2.3. d’altro canto, la critica del ricorrente, neppure specifica (al terz’ultimo e penultimo capoverso di pg. 7 del ricorso) in ordine alla contestazione degli argomenti utilizzati a rinforzo (quali l’irrilevanza dell’indicazione in busta paga dell’emolumento corrisposto come quattordicesima mensilità e così pure delle dichiarazioni testimoniali assunte) dalla Corte capitolina, non contiene nemmeno l’indicazione dei canoni interpretativi violati, nè tanto meno la specificazione delle ragioni nè del modo in cui si sarebbe realizzata l’asserita violazione (Cass. 14 giugno 2006, n. 13717; Cass. 21 giugno 2017, n. 15350);

3. pertanto il ricorso deve essere dichiarato inammissibile, con la regolazione delle spese del giudizio secondo il regime di soccombenza;

4. ricorrono i presupposti per il raddoppio del contributo unificato come da dispositivo.

PQM

La Corte dichiara inammissibile il ricorso e condanna il lavoratore alla rifusione, in favore della controricorrente, delle spese del giudizio, che liquida in Euro 200,00 per esborsi e Euro 5.000,00 per compensi professionali, oltre rimborso per spese generali in misura del 15 h e accessori di legge.
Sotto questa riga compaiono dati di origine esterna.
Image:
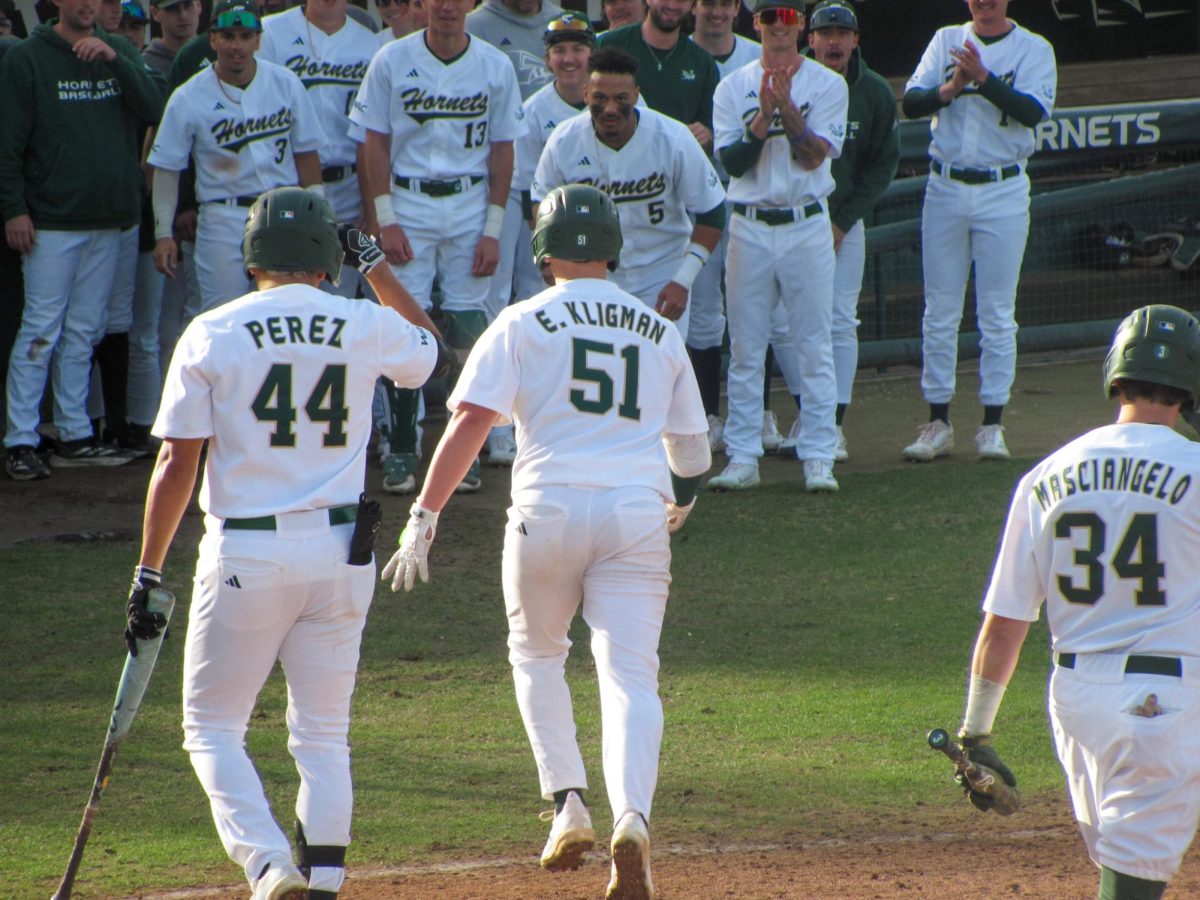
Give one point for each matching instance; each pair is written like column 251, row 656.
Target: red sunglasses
column 783, row 15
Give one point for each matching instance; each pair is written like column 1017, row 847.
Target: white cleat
column 934, row 439
column 990, row 441
column 736, row 477
column 771, row 437
column 819, row 477
column 570, row 837
column 630, row 861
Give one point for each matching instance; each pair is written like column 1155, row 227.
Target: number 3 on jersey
column 327, row 403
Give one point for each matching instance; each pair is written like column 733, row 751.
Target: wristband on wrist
column 495, row 222
column 693, row 262
column 385, row 213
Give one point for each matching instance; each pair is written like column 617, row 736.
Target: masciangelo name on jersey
column 778, row 180
column 442, row 117
column 281, row 381
column 655, row 180
column 972, row 131
column 593, row 379
column 330, row 66
column 1109, row 522
column 244, row 139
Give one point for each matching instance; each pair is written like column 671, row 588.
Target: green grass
column 810, row 643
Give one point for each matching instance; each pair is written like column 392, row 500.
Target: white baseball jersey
column 587, row 372
column 778, row 180
column 330, row 66
column 243, row 139
column 1110, row 522
column 972, row 131
column 655, row 180
column 282, row 382
column 443, row 117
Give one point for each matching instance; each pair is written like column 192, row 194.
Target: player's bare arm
column 393, row 239
column 499, row 180
column 167, row 498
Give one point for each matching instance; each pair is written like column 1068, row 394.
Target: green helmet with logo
column 291, row 229
column 1158, row 345
column 577, row 222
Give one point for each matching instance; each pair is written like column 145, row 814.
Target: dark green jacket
column 870, row 153
column 70, row 156
column 679, row 83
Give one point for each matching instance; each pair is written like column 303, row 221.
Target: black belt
column 337, row 515
column 778, row 216
column 975, row 177
column 336, row 173
column 247, row 202
column 438, row 189
column 1138, row 665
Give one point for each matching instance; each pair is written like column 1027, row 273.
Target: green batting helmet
column 577, row 222
column 291, row 229
column 1159, row 345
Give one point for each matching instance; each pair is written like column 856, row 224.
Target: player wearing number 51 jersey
column 1105, row 532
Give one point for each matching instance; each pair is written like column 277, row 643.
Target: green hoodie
column 69, row 149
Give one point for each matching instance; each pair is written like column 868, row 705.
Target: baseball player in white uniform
column 279, row 384
column 329, row 52
column 654, row 174
column 441, row 111
column 779, row 120
column 613, row 382
column 250, row 126
column 706, row 325
column 1105, row 532
column 987, row 84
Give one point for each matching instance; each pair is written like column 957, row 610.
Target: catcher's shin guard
column 319, row 857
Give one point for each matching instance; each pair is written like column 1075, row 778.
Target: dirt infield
column 1036, row 853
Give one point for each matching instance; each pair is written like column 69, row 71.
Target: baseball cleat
column 570, row 837
column 630, row 861
column 840, row 454
column 819, row 477
column 990, row 441
column 400, row 473
column 934, row 439
column 736, row 477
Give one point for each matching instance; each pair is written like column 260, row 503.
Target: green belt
column 436, row 189
column 777, row 216
column 975, row 177
column 1138, row 665
column 337, row 515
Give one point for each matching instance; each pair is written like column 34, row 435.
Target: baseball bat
column 982, row 781
column 132, row 687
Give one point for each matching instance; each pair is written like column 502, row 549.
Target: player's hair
column 612, row 60
column 1131, row 389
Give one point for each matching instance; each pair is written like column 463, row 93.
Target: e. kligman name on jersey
column 313, row 72
column 233, row 135
column 421, row 107
column 1121, row 473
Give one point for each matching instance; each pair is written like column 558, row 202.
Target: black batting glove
column 142, row 623
column 360, row 249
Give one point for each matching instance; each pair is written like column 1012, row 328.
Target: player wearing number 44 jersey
column 987, row 84
column 586, row 372
column 279, row 383
column 1105, row 532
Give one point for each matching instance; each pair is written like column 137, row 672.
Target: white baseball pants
column 960, row 225
column 609, row 550
column 69, row 276
column 793, row 264
column 258, row 597
column 219, row 263
column 1134, row 781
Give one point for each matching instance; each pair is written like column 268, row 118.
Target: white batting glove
column 412, row 558
column 678, row 515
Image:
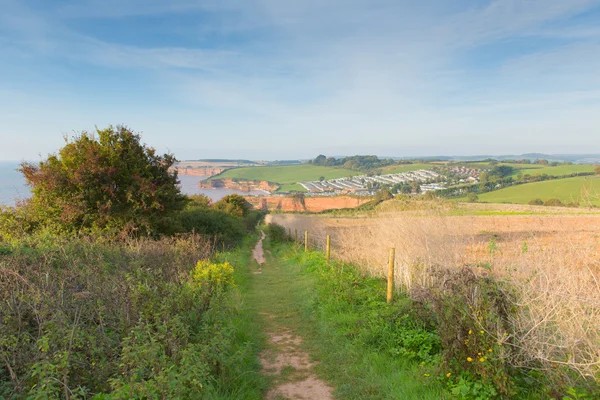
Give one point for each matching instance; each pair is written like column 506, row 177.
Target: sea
column 14, row 188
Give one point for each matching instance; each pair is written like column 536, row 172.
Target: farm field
column 550, row 261
column 537, row 169
column 287, row 176
column 396, row 169
column 584, row 190
column 559, row 170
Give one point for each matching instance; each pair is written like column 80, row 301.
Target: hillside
column 583, row 190
column 287, row 175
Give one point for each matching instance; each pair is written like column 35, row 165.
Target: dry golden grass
column 551, row 261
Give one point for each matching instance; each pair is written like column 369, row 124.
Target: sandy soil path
column 285, row 359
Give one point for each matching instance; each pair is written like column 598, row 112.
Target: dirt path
column 258, row 254
column 285, row 359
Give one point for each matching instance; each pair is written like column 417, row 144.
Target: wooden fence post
column 305, row 241
column 390, row 292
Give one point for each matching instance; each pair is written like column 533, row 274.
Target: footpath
column 285, row 359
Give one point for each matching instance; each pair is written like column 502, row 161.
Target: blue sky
column 277, row 79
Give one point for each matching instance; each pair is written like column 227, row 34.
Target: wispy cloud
column 365, row 72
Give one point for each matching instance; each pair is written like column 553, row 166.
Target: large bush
column 106, row 181
column 136, row 320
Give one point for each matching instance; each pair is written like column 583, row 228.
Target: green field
column 559, row 170
column 396, row 169
column 538, row 169
column 584, row 190
column 287, row 176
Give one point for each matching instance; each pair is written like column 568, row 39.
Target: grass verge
column 365, row 348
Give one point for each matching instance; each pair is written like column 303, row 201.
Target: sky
column 288, row 79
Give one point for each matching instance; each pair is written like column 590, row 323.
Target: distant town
column 365, row 185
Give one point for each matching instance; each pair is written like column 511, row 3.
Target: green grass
column 538, row 169
column 346, row 326
column 560, row 170
column 396, row 169
column 567, row 190
column 287, row 175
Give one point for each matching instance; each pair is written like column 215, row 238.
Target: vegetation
column 288, row 175
column 108, row 181
column 134, row 319
column 111, row 285
column 365, row 348
column 359, row 163
column 472, row 286
column 582, row 190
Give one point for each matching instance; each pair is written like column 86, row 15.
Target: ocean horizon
column 14, row 188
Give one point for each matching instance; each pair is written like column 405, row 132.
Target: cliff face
column 201, row 171
column 311, row 204
column 242, row 185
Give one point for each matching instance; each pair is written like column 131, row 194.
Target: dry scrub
column 552, row 262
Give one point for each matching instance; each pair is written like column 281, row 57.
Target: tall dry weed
column 551, row 262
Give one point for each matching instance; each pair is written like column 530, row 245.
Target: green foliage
column 287, row 176
column 472, row 314
column 366, row 348
column 104, row 320
column 361, row 163
column 566, row 190
column 472, row 197
column 501, row 171
column 553, row 203
column 108, row 181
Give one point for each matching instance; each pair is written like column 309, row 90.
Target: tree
column 416, row 187
column 320, row 160
column 106, row 180
column 472, row 197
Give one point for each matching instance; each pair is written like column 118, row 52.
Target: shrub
column 473, row 315
column 133, row 320
column 226, row 229
column 277, row 234
column 108, row 181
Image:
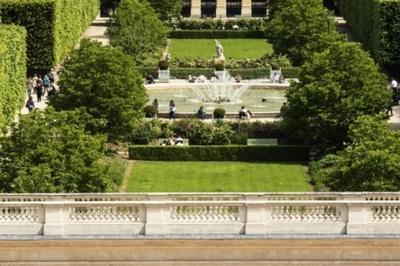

Ai sensi del D.P.R. n. 115 del 2002, art. 13, comma 1 quater, dà atto della sussistenza dei presupposti per il versamento, da parte del ricorrente, dell’ulteriore importo a titolo di contributo unificato pari a quello dovuto per il ricorso, a norma dello stesso art. 13, comma 1 bis.

Così deciso in Roma, il 12 giugno 2019.